Engineering callables in ECGProcess
ecgprocess.utils.engineering_tools provides ready-made callable objects and functions that can be passed directly to ECGTable via the engineer_meta, engineer_wave, and engineer_median parameters. Each callable receives the relevant data structure (a metadata dict or a signals dict) as its first positional argument, and the waveform/median callables also receive the current file’s metadata through a meta_dict keyword argument.

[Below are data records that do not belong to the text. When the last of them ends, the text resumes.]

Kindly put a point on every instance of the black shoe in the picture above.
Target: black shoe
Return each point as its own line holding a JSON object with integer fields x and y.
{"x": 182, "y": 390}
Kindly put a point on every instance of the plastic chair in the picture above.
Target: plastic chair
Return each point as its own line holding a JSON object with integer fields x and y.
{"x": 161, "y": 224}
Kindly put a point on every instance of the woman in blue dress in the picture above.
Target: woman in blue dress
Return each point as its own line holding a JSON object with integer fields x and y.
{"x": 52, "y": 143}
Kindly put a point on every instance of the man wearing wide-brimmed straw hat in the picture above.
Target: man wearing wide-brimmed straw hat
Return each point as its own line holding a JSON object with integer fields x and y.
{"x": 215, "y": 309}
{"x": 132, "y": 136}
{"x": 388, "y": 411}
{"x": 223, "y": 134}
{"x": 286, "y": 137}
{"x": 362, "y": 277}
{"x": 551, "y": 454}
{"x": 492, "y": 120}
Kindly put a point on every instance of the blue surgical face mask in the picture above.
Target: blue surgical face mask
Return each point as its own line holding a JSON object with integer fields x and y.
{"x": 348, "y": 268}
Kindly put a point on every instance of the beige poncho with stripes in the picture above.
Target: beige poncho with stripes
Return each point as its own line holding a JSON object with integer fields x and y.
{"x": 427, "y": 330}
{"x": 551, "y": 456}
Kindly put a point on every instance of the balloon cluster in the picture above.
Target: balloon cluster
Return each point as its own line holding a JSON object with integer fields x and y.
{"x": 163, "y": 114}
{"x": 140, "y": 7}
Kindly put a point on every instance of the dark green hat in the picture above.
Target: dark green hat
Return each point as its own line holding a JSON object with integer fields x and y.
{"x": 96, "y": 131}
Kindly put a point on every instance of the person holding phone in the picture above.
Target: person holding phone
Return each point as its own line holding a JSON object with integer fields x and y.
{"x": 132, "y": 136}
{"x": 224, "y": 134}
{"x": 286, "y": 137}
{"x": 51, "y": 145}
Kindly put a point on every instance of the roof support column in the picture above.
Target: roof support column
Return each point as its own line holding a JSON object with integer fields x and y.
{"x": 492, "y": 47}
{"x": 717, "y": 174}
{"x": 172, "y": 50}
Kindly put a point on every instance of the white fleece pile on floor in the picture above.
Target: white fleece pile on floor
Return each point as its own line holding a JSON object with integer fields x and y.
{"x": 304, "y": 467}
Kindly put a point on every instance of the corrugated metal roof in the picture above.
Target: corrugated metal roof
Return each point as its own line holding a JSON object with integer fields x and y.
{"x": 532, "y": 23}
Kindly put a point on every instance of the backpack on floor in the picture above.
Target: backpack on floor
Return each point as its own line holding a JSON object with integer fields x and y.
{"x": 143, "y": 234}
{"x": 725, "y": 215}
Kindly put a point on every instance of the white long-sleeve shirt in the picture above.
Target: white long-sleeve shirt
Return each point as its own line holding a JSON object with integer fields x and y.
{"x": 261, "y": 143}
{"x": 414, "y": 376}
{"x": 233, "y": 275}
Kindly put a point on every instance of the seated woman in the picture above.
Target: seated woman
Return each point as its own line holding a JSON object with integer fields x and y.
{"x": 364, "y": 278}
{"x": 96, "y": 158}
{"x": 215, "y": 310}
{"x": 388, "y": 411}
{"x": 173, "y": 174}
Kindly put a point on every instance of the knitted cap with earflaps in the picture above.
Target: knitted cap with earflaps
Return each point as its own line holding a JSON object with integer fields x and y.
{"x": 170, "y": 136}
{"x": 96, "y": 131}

The implemented and showcased callables are non-exhaustive and the user is encouraged to generate (and contribute) their own functionality relevant for their own problems.
[1]:
import numpy as np
from ecgprocess.utils.engineering_tools import (
metadata_checkversion,
signal_correction,
signal_standardise_res,
LeadMapper,
)
from ecgprocess.example_data.examples import (
parsed_config,
list_dicom_paths,
)
from ecgprocess.process_dicom import ECGDICOMReader
from ecgprocess.tabular import ECGTable
from ecgprocess.errors import FileValidationError
# #### Relevant paths
dicom_paths = [
list_dicom_paths()['example_dicom_1'],
list_dicom_paths()['example_dicom_2'],
]
# #### Parsed config
parser_dicom = parsed_config()['parsed_dicom1']
WARNING: All log messages before absl::InitializeLog() is called are written to STDERR
I0000 00:00:1776375908.676272 12670 port.cc:153] oneDNN custom operations are on. You may see slightly different numerical results due to floating-point round-off errors from different computation orders. To turn them off, set the environment variable `TF_ENABLE_ONEDNN_OPTS=0`.
metadata_checkversion
metadata_checkversion validates three fields in the metadata dict — software version, manufacturer, and model name — against expected values supplied at call time. When validation passes the original dict is returned unchanged; a FileValidationError is raised on any mismatch.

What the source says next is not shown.